Hello! I'm really hoping that someone can help me with this, because I'm at a loss. My bunny's cage is an X pen, and currently all I've got for a bottom are some carpet squares covered with a sheet. I'd really like to make something that will keep all of his little poops safely inside the cage, as the sheet doesn't do much to keep them in.

I've seen some really creative cages built while browsing the web, but I'm a 23 year old single female college student with no knowledge of building, hardware, or access to any sort of tool more sophisticated than a hammer. Does anyone have some sort of relatively easy building instructions for a decent cage bottom that they could share with me? Thank you in advance!


----------



## whiskylollipop (Nov 20, 2014)

I would just use a waterproof tarp, cut to size, pinned a few inches up the sides of the x-pen. But I am also a 23 year old female college student with no handy skills whatsoever, so don't listen to me.


----------



## Korr_and_Sophie (Nov 20, 2014)

Coroplast is easy to cut and doens't really require any special tools. I just use an utility knife and duct tape, sometime to measure with helps too. Using the coroplast mostly requires measuring, cutting to size and taping the sides. I like to score (cut 1/2 way through) so the edges can just fold up, then tape the corners.


----------



## miyumiyu (Nov 20, 2014)

Hmm. Tarp sounds easy. I do quite like easy.

I'm interested in coroplast too though, for something more long term. Do you know where I could find it, and how much it would cost?


----------



## JBun (Nov 21, 2014)

If you are wanting a more sturdy flooring option that has easy cleanup, textured linoleum usually works well(unless your bun won't walk on slippery floors). You just buy a piece several inches bigger than the dimensions of your rabbits pen, and fold up the edges on the outside of the pen(or inside if your bun doesn't chew), and secure with zipties or binder clips.


----------



## Troller (Nov 21, 2014)

I always come in to suggest a rubber horse stall mat.
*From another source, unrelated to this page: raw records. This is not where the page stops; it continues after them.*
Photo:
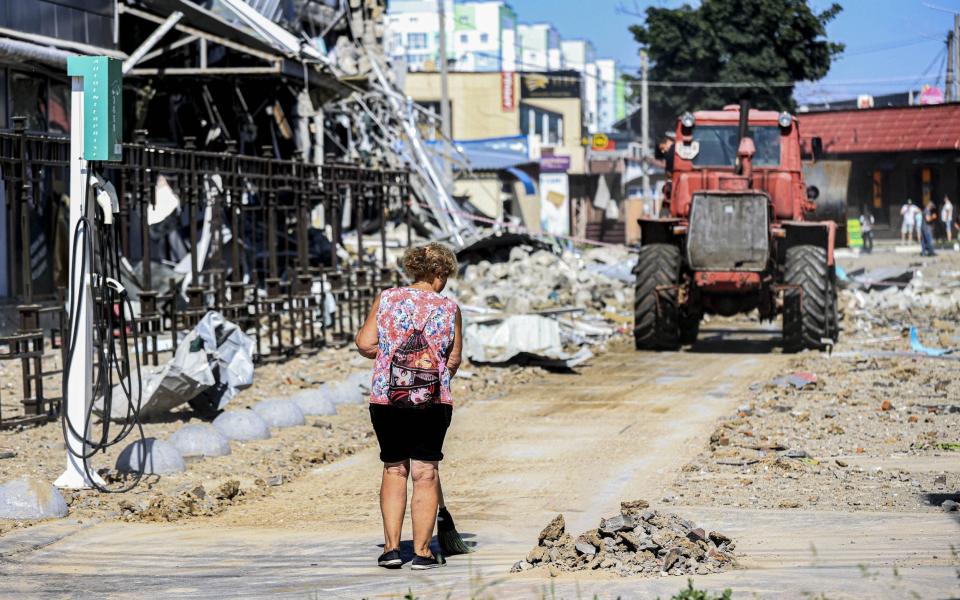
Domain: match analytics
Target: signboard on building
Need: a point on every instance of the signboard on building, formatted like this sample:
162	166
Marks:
554	164
554	203
560	84
102	105
508	93
931	95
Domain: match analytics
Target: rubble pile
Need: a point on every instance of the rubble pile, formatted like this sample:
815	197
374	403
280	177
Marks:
542	306
638	541
533	281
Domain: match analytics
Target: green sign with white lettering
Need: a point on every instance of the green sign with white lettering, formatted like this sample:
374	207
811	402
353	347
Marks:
102	105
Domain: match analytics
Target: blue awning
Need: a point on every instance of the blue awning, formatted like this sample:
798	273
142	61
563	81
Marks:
525	179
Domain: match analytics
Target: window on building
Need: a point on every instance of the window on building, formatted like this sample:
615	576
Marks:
28	98
58	107
416	41
546	124
428	120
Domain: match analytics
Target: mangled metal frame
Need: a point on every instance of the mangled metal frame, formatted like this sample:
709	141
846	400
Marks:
264	203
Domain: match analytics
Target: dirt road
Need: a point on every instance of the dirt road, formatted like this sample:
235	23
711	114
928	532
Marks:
575	444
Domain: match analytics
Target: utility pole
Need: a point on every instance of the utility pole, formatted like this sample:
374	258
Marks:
951	43
444	99
645	125
955	55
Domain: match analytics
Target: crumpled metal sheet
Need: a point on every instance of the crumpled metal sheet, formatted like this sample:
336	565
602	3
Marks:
215	358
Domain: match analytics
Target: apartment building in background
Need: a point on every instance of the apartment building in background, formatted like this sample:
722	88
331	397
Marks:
611	94
540	47
481	36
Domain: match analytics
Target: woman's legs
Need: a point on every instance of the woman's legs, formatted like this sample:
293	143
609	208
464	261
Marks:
393	501
426	496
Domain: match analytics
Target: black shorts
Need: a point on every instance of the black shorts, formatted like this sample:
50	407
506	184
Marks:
405	433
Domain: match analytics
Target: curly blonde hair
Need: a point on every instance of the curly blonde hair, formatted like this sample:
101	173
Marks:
423	263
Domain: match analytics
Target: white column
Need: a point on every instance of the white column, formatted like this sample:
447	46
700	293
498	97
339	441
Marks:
80	369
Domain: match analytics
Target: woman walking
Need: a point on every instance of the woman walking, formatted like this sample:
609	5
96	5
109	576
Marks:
415	336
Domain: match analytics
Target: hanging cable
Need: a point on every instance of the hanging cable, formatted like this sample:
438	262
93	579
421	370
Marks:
99	246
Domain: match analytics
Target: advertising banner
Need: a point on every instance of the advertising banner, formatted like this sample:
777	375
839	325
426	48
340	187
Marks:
555	203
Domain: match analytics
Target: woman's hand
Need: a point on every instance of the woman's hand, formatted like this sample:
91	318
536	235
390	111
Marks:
368	338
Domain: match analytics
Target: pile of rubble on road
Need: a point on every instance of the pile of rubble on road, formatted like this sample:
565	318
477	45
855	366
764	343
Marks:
638	541
544	308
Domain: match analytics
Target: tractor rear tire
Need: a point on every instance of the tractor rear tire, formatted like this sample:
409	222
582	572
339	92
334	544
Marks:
806	309
655	325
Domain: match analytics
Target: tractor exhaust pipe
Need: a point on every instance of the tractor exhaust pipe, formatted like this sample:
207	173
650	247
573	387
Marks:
743	129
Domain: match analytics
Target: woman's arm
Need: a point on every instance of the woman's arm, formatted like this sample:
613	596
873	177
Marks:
456	351
368	338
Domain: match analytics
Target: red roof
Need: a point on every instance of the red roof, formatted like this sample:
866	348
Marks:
910	128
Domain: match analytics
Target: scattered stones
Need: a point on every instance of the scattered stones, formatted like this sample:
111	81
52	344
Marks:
200	439
314	402
27	498
638	541
242	425
585	546
553	530
620	522
280	413
633	507
157	457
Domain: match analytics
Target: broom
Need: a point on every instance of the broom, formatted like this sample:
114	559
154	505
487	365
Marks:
447	535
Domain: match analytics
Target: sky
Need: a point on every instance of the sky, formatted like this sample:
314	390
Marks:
891	45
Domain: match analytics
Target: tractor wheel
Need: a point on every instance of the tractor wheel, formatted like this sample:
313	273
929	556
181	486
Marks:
806	315
655	311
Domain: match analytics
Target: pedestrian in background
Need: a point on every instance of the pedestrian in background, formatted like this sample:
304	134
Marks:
946	217
929	219
415	335
908	219
866	230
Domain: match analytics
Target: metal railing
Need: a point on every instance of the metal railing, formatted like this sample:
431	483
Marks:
248	228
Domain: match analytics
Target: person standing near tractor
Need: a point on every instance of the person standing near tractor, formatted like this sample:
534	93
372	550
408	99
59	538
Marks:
926	229
908	216
866	230
946	217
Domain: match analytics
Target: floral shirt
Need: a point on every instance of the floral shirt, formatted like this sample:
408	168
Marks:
403	310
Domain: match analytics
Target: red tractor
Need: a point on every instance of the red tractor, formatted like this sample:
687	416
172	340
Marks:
743	233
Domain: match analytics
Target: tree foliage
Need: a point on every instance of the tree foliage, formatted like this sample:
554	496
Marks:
769	41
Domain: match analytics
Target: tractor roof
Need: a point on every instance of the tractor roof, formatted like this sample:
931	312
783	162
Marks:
731	113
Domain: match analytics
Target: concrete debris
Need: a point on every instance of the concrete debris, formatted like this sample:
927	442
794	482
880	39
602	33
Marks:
200	440
879	278
26	498
158	457
540	307
799	380
242	425
279	413
636	542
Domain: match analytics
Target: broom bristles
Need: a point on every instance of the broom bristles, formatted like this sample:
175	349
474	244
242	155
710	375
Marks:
447	535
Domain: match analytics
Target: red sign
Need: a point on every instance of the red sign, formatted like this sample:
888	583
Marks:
508	94
554	164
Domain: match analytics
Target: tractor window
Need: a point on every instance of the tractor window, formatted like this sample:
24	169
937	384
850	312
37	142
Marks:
718	145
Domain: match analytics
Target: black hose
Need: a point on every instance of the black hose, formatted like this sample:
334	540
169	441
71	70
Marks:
108	356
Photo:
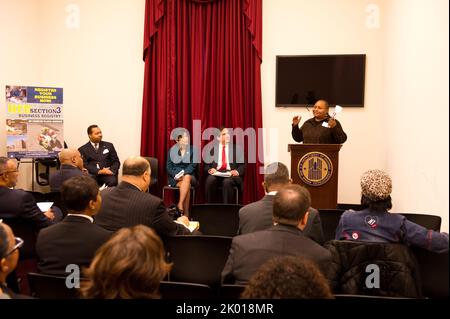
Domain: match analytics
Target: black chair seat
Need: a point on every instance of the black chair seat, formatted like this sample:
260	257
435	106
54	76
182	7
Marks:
217	219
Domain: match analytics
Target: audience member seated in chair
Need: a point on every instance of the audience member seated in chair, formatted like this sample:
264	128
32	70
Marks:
128	266
9	256
100	158
376	224
18	203
258	215
75	239
71	166
224	167
181	169
129	204
288	277
290	214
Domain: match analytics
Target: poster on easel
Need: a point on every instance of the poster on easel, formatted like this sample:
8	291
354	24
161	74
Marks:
34	121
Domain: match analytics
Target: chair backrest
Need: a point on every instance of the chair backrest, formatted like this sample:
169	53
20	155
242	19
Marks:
27	230
197	259
356	266
433	271
231	291
330	219
432	222
184	290
154	168
217	219
51	287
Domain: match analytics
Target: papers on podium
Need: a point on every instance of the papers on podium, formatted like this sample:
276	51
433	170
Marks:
222	174
44	206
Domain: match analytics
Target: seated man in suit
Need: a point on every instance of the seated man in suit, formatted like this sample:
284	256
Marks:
71	166
224	158
17	203
129	204
258	215
76	238
100	158
9	256
290	214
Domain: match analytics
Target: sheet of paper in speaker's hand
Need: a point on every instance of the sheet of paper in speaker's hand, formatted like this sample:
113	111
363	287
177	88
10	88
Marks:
44	206
222	174
181	173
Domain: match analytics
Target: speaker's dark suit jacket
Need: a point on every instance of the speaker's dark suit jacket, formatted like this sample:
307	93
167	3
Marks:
74	240
249	252
258	216
106	156
65	172
126	206
20	204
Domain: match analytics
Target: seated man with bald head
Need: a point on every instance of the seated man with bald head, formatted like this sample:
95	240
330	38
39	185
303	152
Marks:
71	166
129	204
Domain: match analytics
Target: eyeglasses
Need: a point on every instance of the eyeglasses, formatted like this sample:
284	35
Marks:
19	243
7	172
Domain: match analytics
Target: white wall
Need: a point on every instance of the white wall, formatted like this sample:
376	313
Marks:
417	105
298	27
100	67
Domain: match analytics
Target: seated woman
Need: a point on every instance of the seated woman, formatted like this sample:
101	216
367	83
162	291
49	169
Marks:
130	265
181	169
376	224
Its durable (even chewing Flemish can't destroy it), easy to clean (though a grade under coroplast and lino) and stays cool in hot weather. It's only drawback is that it is heavy (nearly a 100lb for a 6ft by 4ft slab) but it can be cut with nothing but a box cuter, elbow grease and patience.


----------



## Korr_and_Sophie (Nov 21, 2014)

Most hardware stores have coroplast. Sign shops use it as well, so you may be able to get a misprint cheaper. Around here, a 4X8ft sheet costs about $20-25 and there can be some different colours.


----------



## ai4px (Dec 1, 2014)

Korr_and_Sophie said:


> Coroplast is easy to cut and doens't really require any special tools. I just use an utility knife and duct tape, sometime to measure with helps too. Using the coroplast mostly requires measuring, cutting to size and taping the sides. I like to score (cut 1/2 way through) so the edges can just fold up, then tape the corners.



YAY! Election silly season is over and you should be able to find coroplast election signs /everywhere/.


----------